La erosiones que sufre la piedra son perfectamente visibles. La polémica reparación de la plaza del Grano incrementó las humedades en el templo medieval, declarado Monumento Nacional en 1973. El párroco del Mercado, Manuel Fláker, encargó un informe al arquitecto Mateo Llorente y lo envió a la Junta, que acabó admitiendo la urgencia de las obras.

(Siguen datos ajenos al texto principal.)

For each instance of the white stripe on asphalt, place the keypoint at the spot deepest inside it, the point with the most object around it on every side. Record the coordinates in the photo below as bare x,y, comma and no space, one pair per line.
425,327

La iglesia del Mercado fue erigida por el célebre arquitecto Pedro Deustamben, conocido también como Pedro de Dios, que diseñó al mismo tiempo la primera fase de la colegiata de San Isidoro. Del edificio, que tiene una curiosa forma de sepulcro, se sabe que la torre es obra de Felipe de Cajiga (1598) y que fue rematada por Fernando de Compostiza. Un incendió destruyó en 1464 la primitiva iglesia, de estilo gótico, erigida nuevamente en 1762 por el arquitecto García Pumarino con una sobria traza clasicista. La mayor rehabilitación que ha visto el templo en los últimos años fue cuando en 2008 ‘volvieron a la vida’ las pinturas barrocas de la sacristía, deterioradas y casi desaparecidas por el paso del tiempo. Los frescos del camarín salían a la luz tras años de oscuridad, bajo el polvo y la suciedad.